New Android tablets have been few and far between in the past year. I can count on one hand the slates launched this year by established brands.
Joining this list is the new Asus ZenPad 3 8.0, which is also the first Android tablet I have tested this year.
Despite the ZenPad running Android 6.0 compared with version 5.0 on my previous Android slate, the Android tablet experience feels largely unchanged, which is disappointing.
Most apps still feel like their smartphone versions, but stretched.
Few developers have created tablet-specific apps to fully utilise a tablet's larger display.
Google threw Android tablets a bone by introducing a split-screen mode in the recently-launched Android 7.0 Nougat that lets you run multiple apps side by side.
PROCESSOR: Qualcomm Snapdragon 650 (1.8GHz)
DISPLAY: 8 inches, 2,048 x 1,536 pixels
CAMERA: 8 megapixels (rear), 2 megapixels (front)
STORAGE: 32GB, microSD expandability up to 128GB
BATTERY LIFE: 5/5
But the ZenPad is unlikely to receive Nougat soon, because Asus would need to update its custom ZenUI user interface to support the newer Android software.
The ZenUI feels bloated, with Asus duplicating standard apps and tools, such as a file manager and a calculator, instead of using the stock Android apps.
In addition, the ZenPad is preloaded with unnecessary third-party apps, such as TripAdvisor and Lazada.
However, I did find some useful gems among the bloatware, like Asus' proprietary Splendid app that lets you adjust the display's colour temperature.
While ZenUI feels fluid during page transitions and is quick to open apps, I encountered occasional stuttering, often during typing on the ZenUI virtual keyboard.
The ZenPad's hardware is above average. Its 8-inch 2,048 x 1,536-pixel display has an identical screen resolution as the Apple iPad mini 4.
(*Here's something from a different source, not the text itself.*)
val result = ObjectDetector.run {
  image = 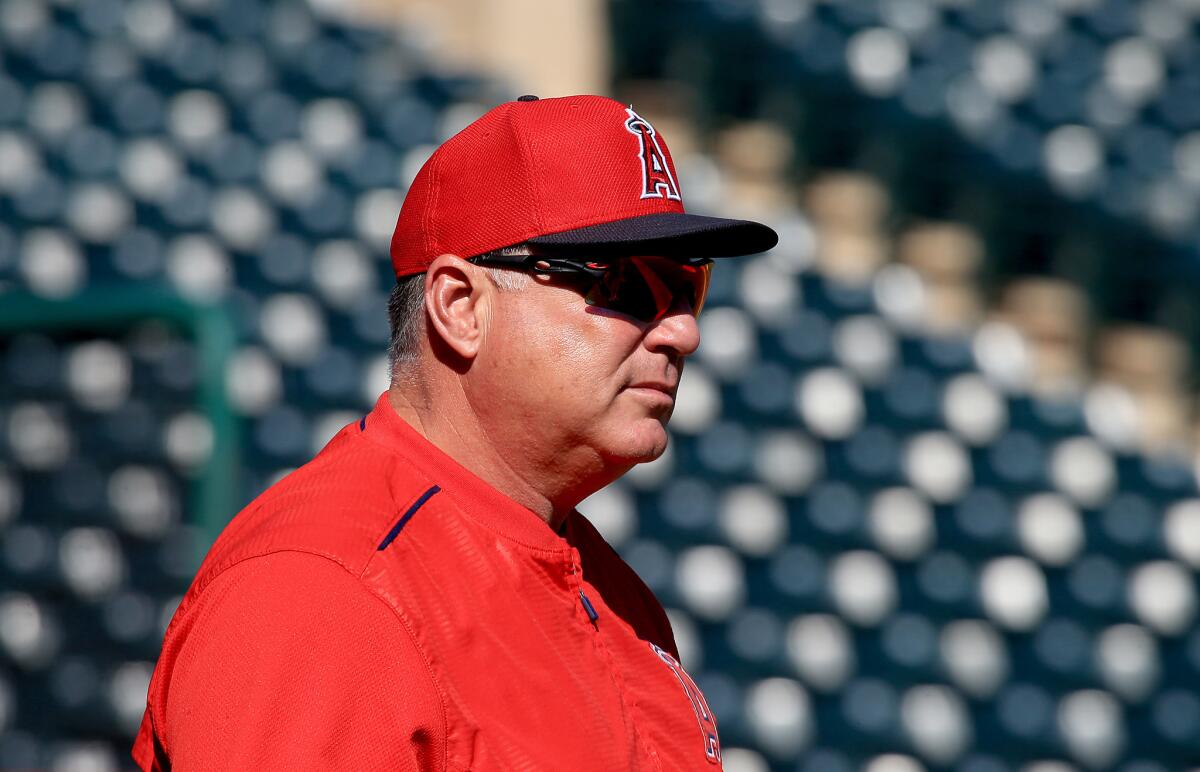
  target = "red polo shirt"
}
[133,394,720,772]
The screen is very bright at its maximum setting, and viewing angles are good.
A motion blur reduction feature kicked in automatically when I streamed videos from Netflix. While useful for action and sports videos, this feature may not be everyone's cup of tea.
With its 4:3 aspect ratio and light weight (320g), the ZenPad is easy to use with one hand. Its textured back also provides a better grip than the metal-clad and slippery iPad mini 4.
Powering this tablet is a Qualcomm hexa-core processor and 4GB of system memory. The ZenPad was quick to launch games like the racing title Asphalt Airborne 8 and the graphics looked good.
Asus has replaced the microUSB port with a new USB Type-C version for charging.
Hidden under a flap are the microSIM and microSD card slots. The ZenPad also supports LTE speeds of up to 300Mbps.
The ZenPad scored very well in our video-loop battery test. It lasted around 91/2hrs with the screen brightness and volume both set to maximum.
This is about two hours longer than the iPad mini 4.
•Verdict: The ZenPad is affordable and well-made, but is let down by its bloated software.